Powered By Blogger

Tuesday, 21 August 2012

Mummy problem...

Over ten years ago I went to the British Museum with a friend. We were BM virgins and keen to spend the whole day there "getting some culture". We moved from room to room; reading, pointing and gasping at the sheer quality and breadth of the contents of the cabinets and displays.

On Saturday I took my partner to London, we met friends in the BM and decided to play BM Lottery. We picked a room at random and made our way to it.

 This was after going to the Sutton Hoo room which was fantastic; the previous times we have been pieces have been absent for cleaning.

So we made our way through the rooms pausing at ceramics, artefacts and books etc. We then happened upon the Mummy rooms. In the cabinets were the sarcophagi, ornate, beautiful and ancient. Then I caught sight of a man taking a picture of his child posing beside the cabinet containing a female Mummy; the coverings were so thin and her body so delicately wrapped that each individual finger could be seen, the shape of her toes and the curve of her hips.

I dropped my camera to my side and made sure it was switched off. Despite the ornate painting on the sarcophagi and the jewellery, all on show for photographs and my having a good camera capable of taking pictures which would show them at their best, I couldn't do it.

I walked ahead of my companions and really observed what we were doing. What other species digs up it's ancient dead and, having preserved them, places them on show? Seeing these people laying in a place they would never choose for themselves, on display for the observations and photographs of the modern, enlightened human suddenly made me feel off balance.
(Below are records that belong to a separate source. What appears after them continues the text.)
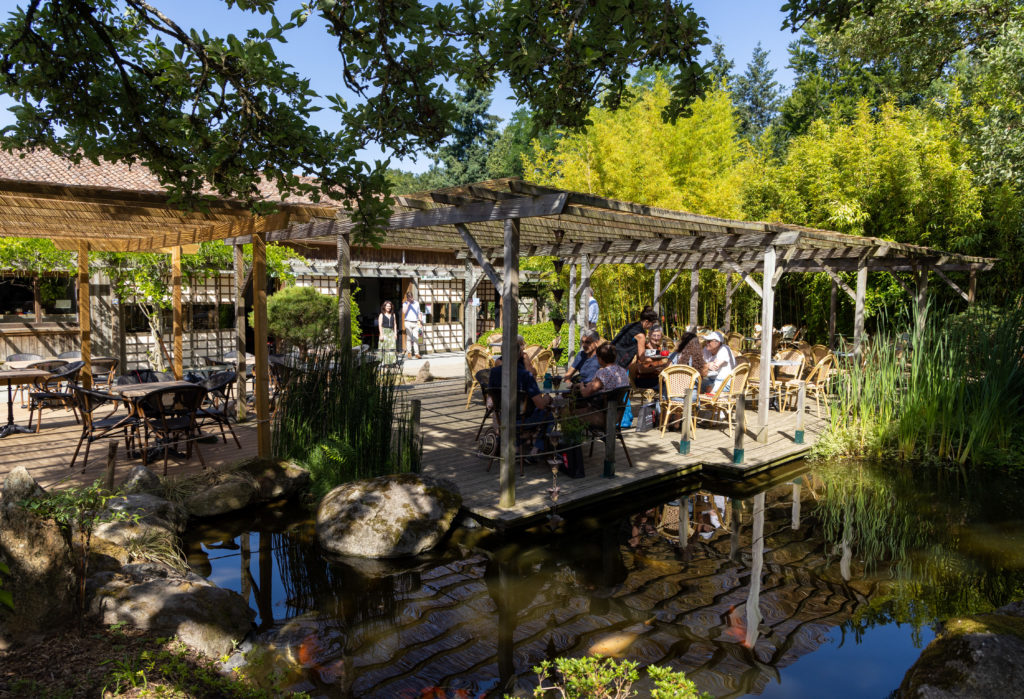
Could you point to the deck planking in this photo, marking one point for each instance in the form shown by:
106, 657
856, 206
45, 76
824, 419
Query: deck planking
449, 432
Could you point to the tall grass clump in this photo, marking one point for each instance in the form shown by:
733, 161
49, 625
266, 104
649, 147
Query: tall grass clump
948, 392
343, 419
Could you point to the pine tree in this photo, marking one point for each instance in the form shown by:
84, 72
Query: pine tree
757, 95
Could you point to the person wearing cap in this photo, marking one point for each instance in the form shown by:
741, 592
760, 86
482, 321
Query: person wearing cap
718, 359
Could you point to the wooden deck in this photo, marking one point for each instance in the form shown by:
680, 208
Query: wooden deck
47, 454
450, 450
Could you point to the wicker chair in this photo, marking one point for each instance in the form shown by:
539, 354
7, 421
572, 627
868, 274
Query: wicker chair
674, 383
477, 358
724, 399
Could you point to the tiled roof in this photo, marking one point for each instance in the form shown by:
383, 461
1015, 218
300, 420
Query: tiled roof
43, 166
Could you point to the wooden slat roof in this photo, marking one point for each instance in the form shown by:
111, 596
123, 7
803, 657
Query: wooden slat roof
120, 208
568, 224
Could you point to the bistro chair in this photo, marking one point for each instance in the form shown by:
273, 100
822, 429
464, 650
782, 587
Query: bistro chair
217, 408
723, 402
54, 391
476, 360
674, 383
171, 414
88, 402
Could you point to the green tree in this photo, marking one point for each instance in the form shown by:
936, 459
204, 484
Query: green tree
223, 112
757, 95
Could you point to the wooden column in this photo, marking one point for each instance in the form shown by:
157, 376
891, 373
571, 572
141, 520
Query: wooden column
729, 291
833, 297
510, 354
767, 323
922, 299
177, 323
261, 370
858, 309
571, 312
84, 317
345, 295
240, 332
694, 292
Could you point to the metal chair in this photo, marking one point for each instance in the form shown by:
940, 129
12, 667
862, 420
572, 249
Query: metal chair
87, 403
171, 414
55, 390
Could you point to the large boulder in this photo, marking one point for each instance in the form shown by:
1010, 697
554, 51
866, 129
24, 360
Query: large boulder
979, 656
387, 517
159, 600
42, 579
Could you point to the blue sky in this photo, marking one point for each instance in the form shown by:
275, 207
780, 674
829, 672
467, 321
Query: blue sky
738, 24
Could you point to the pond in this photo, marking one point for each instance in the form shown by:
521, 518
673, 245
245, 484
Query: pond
845, 569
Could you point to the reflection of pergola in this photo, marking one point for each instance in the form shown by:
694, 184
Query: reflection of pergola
88, 217
496, 222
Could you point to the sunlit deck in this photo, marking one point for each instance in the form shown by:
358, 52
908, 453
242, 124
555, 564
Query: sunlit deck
450, 450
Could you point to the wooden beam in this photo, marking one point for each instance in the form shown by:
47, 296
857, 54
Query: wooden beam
177, 324
84, 315
261, 370
510, 354
474, 249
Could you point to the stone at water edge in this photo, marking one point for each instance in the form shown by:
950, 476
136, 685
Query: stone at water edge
387, 517
156, 599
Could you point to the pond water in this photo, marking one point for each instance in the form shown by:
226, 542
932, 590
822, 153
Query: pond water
825, 579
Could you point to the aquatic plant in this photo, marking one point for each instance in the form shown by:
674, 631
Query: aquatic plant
948, 392
343, 418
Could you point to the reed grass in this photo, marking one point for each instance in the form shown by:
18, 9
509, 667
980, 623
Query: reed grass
950, 392
344, 420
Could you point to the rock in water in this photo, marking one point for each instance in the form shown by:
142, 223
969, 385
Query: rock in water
154, 598
424, 375
387, 517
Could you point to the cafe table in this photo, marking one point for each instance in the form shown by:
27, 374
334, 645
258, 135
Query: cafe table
15, 377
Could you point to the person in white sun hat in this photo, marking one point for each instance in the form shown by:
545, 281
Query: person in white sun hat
719, 359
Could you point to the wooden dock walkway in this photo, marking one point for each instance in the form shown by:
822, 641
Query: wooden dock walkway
450, 451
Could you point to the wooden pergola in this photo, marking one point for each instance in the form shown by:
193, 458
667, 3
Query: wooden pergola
492, 224
84, 218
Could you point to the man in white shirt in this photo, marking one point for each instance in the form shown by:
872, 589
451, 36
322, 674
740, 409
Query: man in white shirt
719, 359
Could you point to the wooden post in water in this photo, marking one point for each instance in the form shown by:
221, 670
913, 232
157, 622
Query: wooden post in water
798, 435
685, 437
737, 442
510, 354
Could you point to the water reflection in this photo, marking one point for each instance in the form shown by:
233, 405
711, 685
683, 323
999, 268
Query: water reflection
731, 586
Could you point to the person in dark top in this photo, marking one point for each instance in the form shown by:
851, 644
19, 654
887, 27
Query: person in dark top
538, 410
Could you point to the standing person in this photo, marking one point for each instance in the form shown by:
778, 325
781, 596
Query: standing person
719, 359
386, 324
413, 319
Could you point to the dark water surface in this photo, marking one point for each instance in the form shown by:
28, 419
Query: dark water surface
845, 571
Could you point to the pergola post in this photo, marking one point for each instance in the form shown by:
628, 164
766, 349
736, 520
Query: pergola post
261, 370
240, 332
858, 309
510, 356
767, 323
833, 297
84, 316
694, 292
922, 299
344, 295
571, 311
177, 322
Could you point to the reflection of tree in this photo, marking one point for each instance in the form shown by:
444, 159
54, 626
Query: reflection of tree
913, 526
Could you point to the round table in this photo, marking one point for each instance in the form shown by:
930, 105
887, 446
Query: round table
16, 378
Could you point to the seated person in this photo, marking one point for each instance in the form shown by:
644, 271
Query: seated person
538, 411
585, 363
718, 357
651, 363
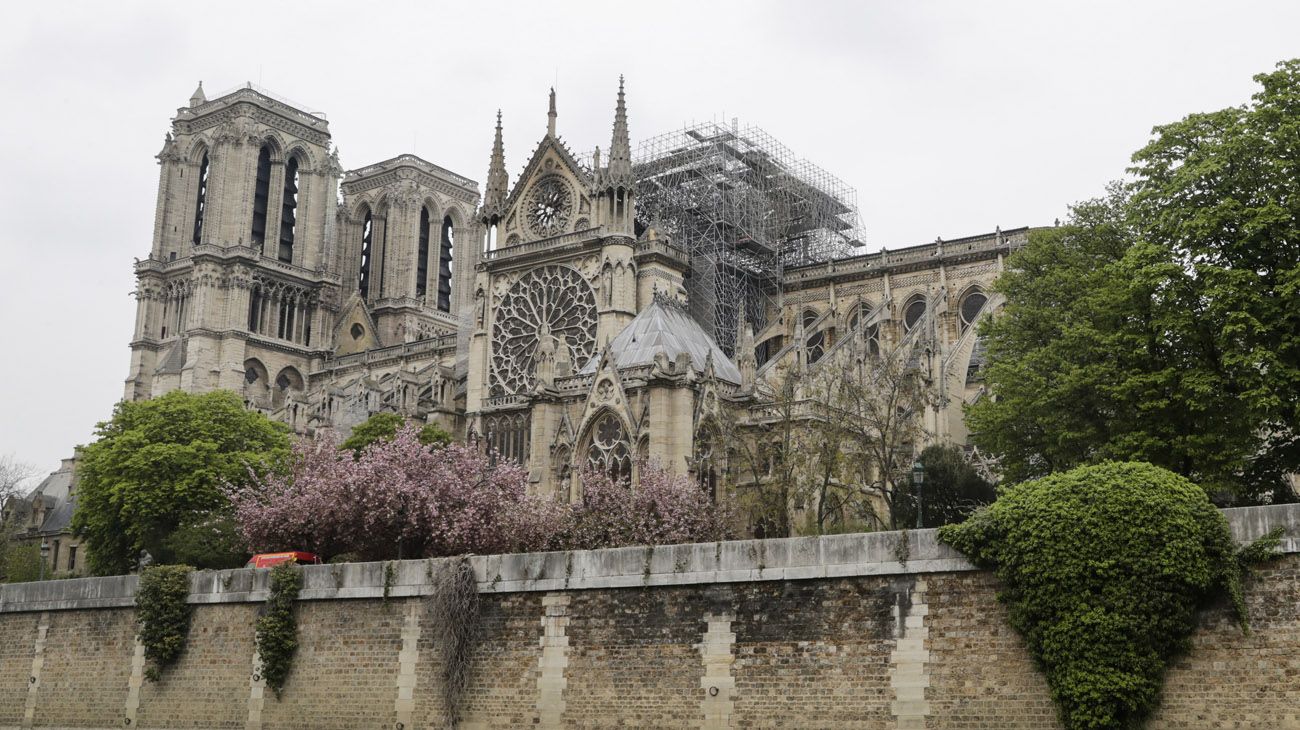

They weren't exhibits to me. They were people. I concentrated on the exhibits and avoided looking at the bodies; making my way through the rooms slightly quicker than my friends anticipated.

We moved on. I told myself that I was being sensitive - they were dead after all and not having a particular religion myself (more a vague feeling of wonder and curiosity) - who was I to feel like this?

Later - in a rather nice public house - I gave voice to my uneasiness. Our friends are both highly educated and lean more to science than to the arts etc. Immediately they joined in with my feelings of unease. They commented - "what would you do with that photo? In years to come - father to daughter - "Oh look darling here's you aged five next to a pillaged corpse of an teenage Egyptian girl. Wonderful isn't it?!"

My partner commented that it was like "a foreign power going into Westminster Abbey and digging up various Royal Family members and the elite of our scientists and thinkers and placing them on show".

I know that the artefacts have been "collected" from all over the world and I am ambiguous about having some rather than others; but bodies, especially human beings....should these be allowed to be treated like the waxworks in Tussauds? I may believe that when we go we shed this mantle of dust and light and whatever is left does not care about the shell it leaves behind, but surely those still "in possession" of their corner of clay should "feel" these people are due some respect?